Cybersecurity researchers at Group-IB have uncovered a sophisticated hybrid cyberattack orchestrated by the notorious UNC2891 (LightBasin) threat group. The attackers employed an innovative approach using a Raspberry Pi single-board computer equipped with a 4G module to establish a covert access channel into a banking institution’s internal network, successfully bypassing all perimeter security defenses.
Physical Access Leads to Network Compromise
The attack began with threat actors gaining physical access to a bank branch, either through direct infiltration or with assistance from an insider threat. The Raspberry Pi device with 4G connectivity was strategically connected to the same network switch as an ATM, creating a persistent communication channel to the bank’s internal infrastructure while circumventing traditional firewall protections.
Security analysts discovered that the attackers had deployed the TinyShell backdoor on the single-board computer, enabling remote command and control capabilities through the mobile network. This technique allowed the cybercriminals to maintain persistent access and conduct lateral movement across various banking systems without detection.
Advanced Evasion Techniques and Anti-Forensics
The LightBasin group demonstrated exceptional technical sophistication by implementing several advanced stealth methodologies. Their malicious backdoors were cleverly named lightdm to masquerade as legitimate Linux LightDM display manager processes, making detection significantly more challenging.
Particularly noteworthy was the threat actors’ use of alternative filesystem mounting techniques, utilizing tmpfs and ext4 filesystems over /proc/[pid] paths of malicious processes. This anti-forensic method effectively concealed metadata from digital investigation tools, substantially complicating incident response efforts and malware analysis procedures.
LightBasin Group: A Persistent Financial Sector Threat
The UNC2891 group, also known as LightBasin, has maintained active operations since 2016, primarily targeting financial institutions worldwide. In 2022, Mandiant researchers identified the group’s custom-developed Caketap Unix rootkit, specifically engineered to operate on Oracle Solaris systems within banking environments.

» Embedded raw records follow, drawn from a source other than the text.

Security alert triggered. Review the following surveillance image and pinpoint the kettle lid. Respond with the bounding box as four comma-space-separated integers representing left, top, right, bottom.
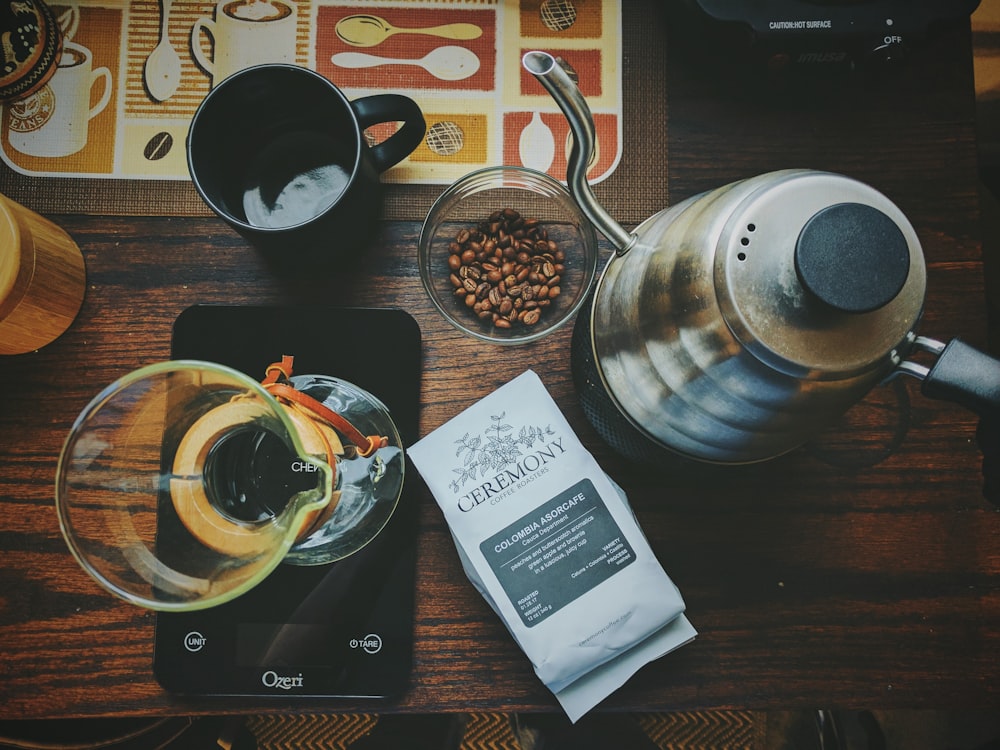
715, 171, 926, 378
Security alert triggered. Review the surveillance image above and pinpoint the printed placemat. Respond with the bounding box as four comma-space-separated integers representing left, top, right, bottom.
0, 0, 666, 222
0, 0, 621, 206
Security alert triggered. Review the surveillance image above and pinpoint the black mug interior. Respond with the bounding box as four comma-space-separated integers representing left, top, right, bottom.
188, 65, 362, 232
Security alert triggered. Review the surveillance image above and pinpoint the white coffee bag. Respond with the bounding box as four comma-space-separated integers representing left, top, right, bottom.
408, 370, 695, 721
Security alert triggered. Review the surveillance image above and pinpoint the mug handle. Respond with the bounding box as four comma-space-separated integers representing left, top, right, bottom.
87, 68, 111, 120
351, 94, 427, 174
191, 17, 215, 76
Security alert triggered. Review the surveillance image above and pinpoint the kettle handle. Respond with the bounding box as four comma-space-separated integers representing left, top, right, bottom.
897, 336, 1000, 418
896, 336, 1000, 507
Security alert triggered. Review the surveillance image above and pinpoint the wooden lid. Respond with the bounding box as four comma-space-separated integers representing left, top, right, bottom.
0, 195, 34, 320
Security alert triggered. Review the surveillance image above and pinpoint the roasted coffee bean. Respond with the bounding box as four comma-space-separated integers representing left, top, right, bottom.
448, 208, 566, 329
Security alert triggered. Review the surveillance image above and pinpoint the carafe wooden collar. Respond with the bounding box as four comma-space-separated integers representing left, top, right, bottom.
170, 355, 389, 557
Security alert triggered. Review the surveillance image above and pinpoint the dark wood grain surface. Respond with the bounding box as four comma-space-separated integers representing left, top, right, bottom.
0, 7, 1000, 718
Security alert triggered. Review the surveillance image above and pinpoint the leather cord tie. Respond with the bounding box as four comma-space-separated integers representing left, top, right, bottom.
261, 354, 389, 458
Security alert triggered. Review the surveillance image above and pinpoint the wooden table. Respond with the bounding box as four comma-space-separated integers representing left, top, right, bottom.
0, 8, 1000, 718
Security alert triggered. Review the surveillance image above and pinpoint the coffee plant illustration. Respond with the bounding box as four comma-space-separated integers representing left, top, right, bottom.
450, 412, 555, 492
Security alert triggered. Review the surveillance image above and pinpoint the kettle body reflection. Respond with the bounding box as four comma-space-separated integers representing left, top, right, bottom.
523, 52, 1000, 464
56, 357, 403, 611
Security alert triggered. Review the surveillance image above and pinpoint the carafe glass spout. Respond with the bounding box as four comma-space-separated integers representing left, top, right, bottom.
521, 52, 636, 255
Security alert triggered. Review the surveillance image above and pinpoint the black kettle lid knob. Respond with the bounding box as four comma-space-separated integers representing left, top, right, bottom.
795, 203, 910, 313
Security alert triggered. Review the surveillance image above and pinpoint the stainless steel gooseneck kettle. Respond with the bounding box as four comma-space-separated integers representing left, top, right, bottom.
523, 52, 1000, 464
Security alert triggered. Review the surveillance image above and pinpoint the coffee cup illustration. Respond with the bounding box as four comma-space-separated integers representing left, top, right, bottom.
7, 42, 111, 157
191, 0, 298, 86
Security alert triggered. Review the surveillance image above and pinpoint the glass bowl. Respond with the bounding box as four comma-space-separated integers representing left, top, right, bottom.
419, 167, 598, 344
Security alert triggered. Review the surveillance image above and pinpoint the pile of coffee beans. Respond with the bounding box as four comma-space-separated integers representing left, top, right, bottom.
448, 208, 566, 328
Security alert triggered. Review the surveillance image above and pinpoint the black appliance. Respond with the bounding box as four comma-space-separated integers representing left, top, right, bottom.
671, 0, 979, 70
153, 305, 421, 698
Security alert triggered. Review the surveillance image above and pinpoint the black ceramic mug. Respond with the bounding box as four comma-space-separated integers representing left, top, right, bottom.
187, 64, 426, 262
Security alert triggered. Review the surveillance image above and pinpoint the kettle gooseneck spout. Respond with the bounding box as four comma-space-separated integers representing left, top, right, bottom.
521, 52, 636, 255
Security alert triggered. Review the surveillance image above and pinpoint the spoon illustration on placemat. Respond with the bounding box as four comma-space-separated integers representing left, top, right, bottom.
330, 46, 479, 81
143, 0, 181, 102
336, 15, 483, 47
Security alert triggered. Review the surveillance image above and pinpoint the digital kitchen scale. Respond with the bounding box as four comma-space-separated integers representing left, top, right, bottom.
153, 305, 421, 698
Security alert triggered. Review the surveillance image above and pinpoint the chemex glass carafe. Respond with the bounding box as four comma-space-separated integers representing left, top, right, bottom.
56, 357, 404, 611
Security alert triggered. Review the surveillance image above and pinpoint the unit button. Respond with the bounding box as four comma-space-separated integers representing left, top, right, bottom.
184, 630, 208, 654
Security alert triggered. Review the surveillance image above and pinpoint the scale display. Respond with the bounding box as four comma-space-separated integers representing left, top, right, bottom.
153, 305, 421, 698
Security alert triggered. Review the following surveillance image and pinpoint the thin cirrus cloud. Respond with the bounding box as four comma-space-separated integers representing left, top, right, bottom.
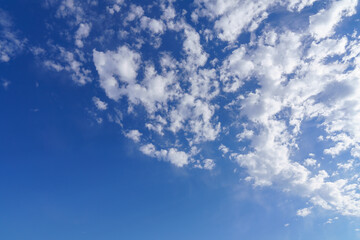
0, 0, 360, 217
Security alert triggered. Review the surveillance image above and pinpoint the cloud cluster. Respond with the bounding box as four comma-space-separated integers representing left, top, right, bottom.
0, 0, 360, 217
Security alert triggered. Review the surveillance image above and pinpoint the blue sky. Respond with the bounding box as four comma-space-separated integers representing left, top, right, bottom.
0, 0, 360, 240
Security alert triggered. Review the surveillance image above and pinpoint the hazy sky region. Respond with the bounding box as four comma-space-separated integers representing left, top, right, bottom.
0, 0, 360, 240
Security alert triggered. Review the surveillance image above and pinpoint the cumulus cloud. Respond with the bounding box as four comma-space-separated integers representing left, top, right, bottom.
309, 0, 358, 40
296, 208, 311, 217
93, 97, 107, 111
35, 0, 360, 216
75, 23, 91, 48
140, 143, 189, 167
125, 130, 142, 142
0, 9, 26, 63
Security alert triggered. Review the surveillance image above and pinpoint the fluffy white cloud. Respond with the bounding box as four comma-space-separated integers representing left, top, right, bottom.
40, 0, 360, 216
309, 0, 358, 40
125, 130, 142, 142
296, 208, 311, 217
0, 9, 26, 63
75, 23, 91, 48
140, 143, 189, 167
93, 97, 107, 111
140, 16, 165, 34
93, 46, 141, 101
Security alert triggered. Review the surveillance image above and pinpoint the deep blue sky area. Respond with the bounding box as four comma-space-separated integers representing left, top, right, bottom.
0, 0, 360, 240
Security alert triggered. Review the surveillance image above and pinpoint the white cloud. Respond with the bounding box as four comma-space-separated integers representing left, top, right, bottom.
204, 159, 215, 170
219, 144, 230, 154
93, 46, 141, 101
304, 158, 316, 167
337, 159, 354, 171
124, 4, 144, 25
93, 97, 107, 111
75, 23, 91, 48
125, 130, 142, 142
140, 16, 165, 34
0, 8, 26, 63
309, 0, 358, 40
296, 208, 311, 217
140, 143, 189, 167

Caketap’s primary function involves intercepting sensitive banking card data and PIN codes from compromised ATM servers. The rootkit specifically targets communications destined for Payment Hardware Security Modules (HSMs) – specialized hardware devices responsible for cryptographic key generation and management in financial transactions.
Network Infiltration and Lateral Movement Strategy
Following initial network access through the Raspberry Pi implant, the attackers systematically traversed the bank’s infrastructure using established lateral movement techniques. Their first intermediate target was a network monitoring server that provided enhanced connectivity to the banking data center environment.
Subsequently, the threat actors compromised an email server with direct internet connectivity, establishing an alternative command and control channel. This redundancy ensured continued network presence even after security teams discovered and removed the original Raspberry Pi access point.
Attack Objectives and Security Response
The ultimate goal of this sophisticated campaign was deploying the Caketap rootkit to enable ATM authorization spoofing and facilitate unauthorized cash withdrawal operations. However, the attackers’ plans were thwarted by prompt detection and response from the bank’s cybersecurity team, who identified suspicious network activity before significant financial damage occurred.
This incident represents a rare example of an advanced persistent threat combining physical infiltration with remote access capabilities. The creative use of consumer-grade hardware like Raspberry Pi demonstrates the evolving ingenuity of cybercriminals and highlights critical gaps in traditional security models. Financial institutions must implement comprehensive defense strategies that address both digital and physical security vectors, including strict access controls, network segmentation, and continuous monitoring of all connected devices within their infrastructure.